In Kelo v. City of New London, the Supreme Court ruled that the Fifth Amendment's requirement that government can only take private property for a "public use" is satisfied by virtually any potential "public benefit." It then also ruled that the courts should defer to the government's claim that such benefits exist, and not require proof that they will actually materialize.

Both Raich and Kelo were championed primarily by liberal Supreme Court justices (though the latter was opposed by many liberals outside the Court). These rulings—and others like them—relied on the notion that the government has specialized knowledge of the effect of regulation on interstate commerce and the effect of takings on local economies. But, as with the travel ban case, it is far from clear that objective application of expertise on such matters really was the true impetus behind the policies in question. In Kelo, it is likely that they relevant decision-makers never had much in the way of specialized knowledge in the first place (or, at least, were not very good at using such knowledge as they did have). The development project for which numerous homes were seized was badly designed from the start, and nothing was ever actually built on the condemned property. Today, thirteen years after the Supreme Court approved the takings in a decision citing the City's "carefully considered" development plan, the property is occupiedly only by feral cats. A Court cognizant of the Spiderman Rule might have prevented this tragedy.
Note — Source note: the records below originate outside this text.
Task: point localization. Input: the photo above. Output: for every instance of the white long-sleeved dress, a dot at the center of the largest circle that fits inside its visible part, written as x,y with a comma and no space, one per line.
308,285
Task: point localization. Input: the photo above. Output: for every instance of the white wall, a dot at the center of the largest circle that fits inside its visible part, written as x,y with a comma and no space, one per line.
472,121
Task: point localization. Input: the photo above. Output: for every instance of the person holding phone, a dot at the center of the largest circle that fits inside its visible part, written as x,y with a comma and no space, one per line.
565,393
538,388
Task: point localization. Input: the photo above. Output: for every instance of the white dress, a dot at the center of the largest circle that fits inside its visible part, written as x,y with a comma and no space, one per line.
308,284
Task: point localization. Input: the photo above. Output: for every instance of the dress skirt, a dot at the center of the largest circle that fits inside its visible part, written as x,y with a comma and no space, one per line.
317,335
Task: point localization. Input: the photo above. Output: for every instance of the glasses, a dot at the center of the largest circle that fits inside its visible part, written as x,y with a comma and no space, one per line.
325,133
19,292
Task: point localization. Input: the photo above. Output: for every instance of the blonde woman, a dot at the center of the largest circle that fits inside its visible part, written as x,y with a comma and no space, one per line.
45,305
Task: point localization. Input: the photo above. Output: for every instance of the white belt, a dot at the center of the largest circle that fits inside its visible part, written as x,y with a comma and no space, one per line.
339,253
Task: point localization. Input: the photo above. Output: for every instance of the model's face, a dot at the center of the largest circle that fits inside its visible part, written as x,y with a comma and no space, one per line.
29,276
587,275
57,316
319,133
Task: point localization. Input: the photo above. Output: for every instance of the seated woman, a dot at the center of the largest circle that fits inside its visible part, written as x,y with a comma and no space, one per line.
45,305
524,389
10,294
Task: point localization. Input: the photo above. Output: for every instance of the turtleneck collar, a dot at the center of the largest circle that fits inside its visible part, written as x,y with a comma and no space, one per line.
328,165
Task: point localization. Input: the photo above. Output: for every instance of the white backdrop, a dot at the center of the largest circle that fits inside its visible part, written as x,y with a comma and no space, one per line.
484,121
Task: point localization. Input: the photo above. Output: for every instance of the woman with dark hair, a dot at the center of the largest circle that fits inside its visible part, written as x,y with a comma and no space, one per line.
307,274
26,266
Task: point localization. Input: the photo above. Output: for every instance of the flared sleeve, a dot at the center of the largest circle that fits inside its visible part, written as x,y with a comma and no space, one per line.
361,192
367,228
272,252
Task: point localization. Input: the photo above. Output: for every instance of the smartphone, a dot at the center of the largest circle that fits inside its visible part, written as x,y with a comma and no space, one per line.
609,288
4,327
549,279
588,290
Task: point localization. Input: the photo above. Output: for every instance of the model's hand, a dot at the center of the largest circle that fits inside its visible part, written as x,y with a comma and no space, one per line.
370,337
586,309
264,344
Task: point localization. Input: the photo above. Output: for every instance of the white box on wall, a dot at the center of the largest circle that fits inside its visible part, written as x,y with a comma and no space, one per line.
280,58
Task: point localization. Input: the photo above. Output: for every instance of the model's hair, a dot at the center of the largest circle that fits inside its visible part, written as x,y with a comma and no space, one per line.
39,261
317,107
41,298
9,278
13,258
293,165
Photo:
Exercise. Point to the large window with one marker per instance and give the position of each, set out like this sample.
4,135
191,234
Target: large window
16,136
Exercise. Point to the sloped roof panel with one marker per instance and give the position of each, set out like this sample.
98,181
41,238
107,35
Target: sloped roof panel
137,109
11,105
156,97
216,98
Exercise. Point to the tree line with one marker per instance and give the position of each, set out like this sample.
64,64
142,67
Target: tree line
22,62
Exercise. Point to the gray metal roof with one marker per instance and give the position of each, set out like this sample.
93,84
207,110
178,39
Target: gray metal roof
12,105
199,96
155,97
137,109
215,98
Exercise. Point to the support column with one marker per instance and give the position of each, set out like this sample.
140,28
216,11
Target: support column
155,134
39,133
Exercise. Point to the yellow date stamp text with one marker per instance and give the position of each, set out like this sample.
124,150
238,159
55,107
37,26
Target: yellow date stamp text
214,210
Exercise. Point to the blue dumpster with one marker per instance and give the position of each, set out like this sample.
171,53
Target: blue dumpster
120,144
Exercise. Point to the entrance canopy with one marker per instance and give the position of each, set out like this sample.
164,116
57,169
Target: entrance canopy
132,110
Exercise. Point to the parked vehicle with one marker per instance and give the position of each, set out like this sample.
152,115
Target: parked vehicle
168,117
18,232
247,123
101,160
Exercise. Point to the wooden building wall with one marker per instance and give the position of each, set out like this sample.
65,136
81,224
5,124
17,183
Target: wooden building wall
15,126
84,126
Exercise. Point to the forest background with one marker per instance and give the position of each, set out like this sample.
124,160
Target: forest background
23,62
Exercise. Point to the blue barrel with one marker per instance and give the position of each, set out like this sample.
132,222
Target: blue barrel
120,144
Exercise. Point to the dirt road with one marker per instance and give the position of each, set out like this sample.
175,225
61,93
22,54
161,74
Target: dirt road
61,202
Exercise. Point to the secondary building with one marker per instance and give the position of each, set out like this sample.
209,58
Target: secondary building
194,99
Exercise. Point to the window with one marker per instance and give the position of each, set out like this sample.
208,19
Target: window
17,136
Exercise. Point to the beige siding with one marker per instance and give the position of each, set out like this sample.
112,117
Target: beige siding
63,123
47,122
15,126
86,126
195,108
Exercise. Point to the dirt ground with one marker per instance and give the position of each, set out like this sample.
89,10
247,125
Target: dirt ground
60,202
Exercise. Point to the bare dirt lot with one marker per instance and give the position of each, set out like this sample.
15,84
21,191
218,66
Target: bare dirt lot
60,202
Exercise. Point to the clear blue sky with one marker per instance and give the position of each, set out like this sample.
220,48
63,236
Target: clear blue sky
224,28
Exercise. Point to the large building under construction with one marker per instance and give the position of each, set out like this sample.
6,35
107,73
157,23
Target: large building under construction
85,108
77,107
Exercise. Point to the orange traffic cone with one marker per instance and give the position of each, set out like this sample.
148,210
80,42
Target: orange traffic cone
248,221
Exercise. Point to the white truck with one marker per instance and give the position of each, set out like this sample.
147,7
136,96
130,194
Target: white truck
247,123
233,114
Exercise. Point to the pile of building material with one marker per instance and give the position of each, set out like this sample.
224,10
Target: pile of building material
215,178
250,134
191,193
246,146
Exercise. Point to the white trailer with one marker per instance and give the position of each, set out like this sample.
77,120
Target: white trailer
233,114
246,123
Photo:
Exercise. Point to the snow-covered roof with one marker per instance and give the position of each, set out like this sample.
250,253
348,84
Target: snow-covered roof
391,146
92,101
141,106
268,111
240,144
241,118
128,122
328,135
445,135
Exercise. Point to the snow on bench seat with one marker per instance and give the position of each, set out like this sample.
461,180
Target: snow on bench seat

The Spiderman Rule does not justify strict judicial scrutiny of every challenged government policy. Many policies simply do not plausibly threaten constitutional rights or breach structural limitations on government power. In such cases, it may not matter whether the government has a good justification for the policy or not, or whether it has used its expertise properly. Alternatively, judicial deference can be justified on the theory that the victims of the policy in question have no relevant constitutional rights (even if other people do), or at least none that have great significance. For example, the travel ban ruling can be defended on the theory that the Bill of Rights does not protect potential immigrants located outside the United States (I criticized such reasoning here). Kelo may be justified if you believe (as some legal theorists still do) that property rights and other "economic" rights have little importance and do not deserve more than minimal judicial protection.

But the Spiderman Rule does have bite in situations where the government tries to evade normal scrutiny of possible violations of the Constitution by claiming it has broad power over the relevant issue or that it deserves deference because of its specialized expertise. The more power and expertise the government has, the greater the risk of abuse, and the more need to ensure it stays within constitutional bounds. As Thomas Jefferson put it, "[i]n questions of power,… let no more be heard of confidence in man, but bind him down from mischief by the chains of the Constitution." Jefferson wasn't quite as pithy as Spiderman's Uncle Ben. But the two hit upon the same important idea!

UPDATE: Legal scholar Howard Wasserman comments on this post here:

I agree with Ilya that excessive judicial deference is a problem. But it seems to me the Spiderman Principle does not get us very far, because it cuts both ways. The courts would argue that deference and referral to expertise is compelled by the Spiderman Principle–it is how they bring some responsibility to temper the exercise of their great power to declare invalid the executive's conduct.

I certainly recognize that the Spiderman Rule doesn't solve all problems related to deference, and that judges also have their flaws and temptations. But, at the very least, it shows why courts should not pay special deference merely because the case in question involves a policy area where the executive or legislature has great power or expertise. As for disciplining the judiciary itself, there are other ways to do that, without resorting to special deference doctrines. For example, judges can rigorously adhere to methodologies (whether originalist or otherwise) that provide neutral standards for determining when a constitutional violation has occurred.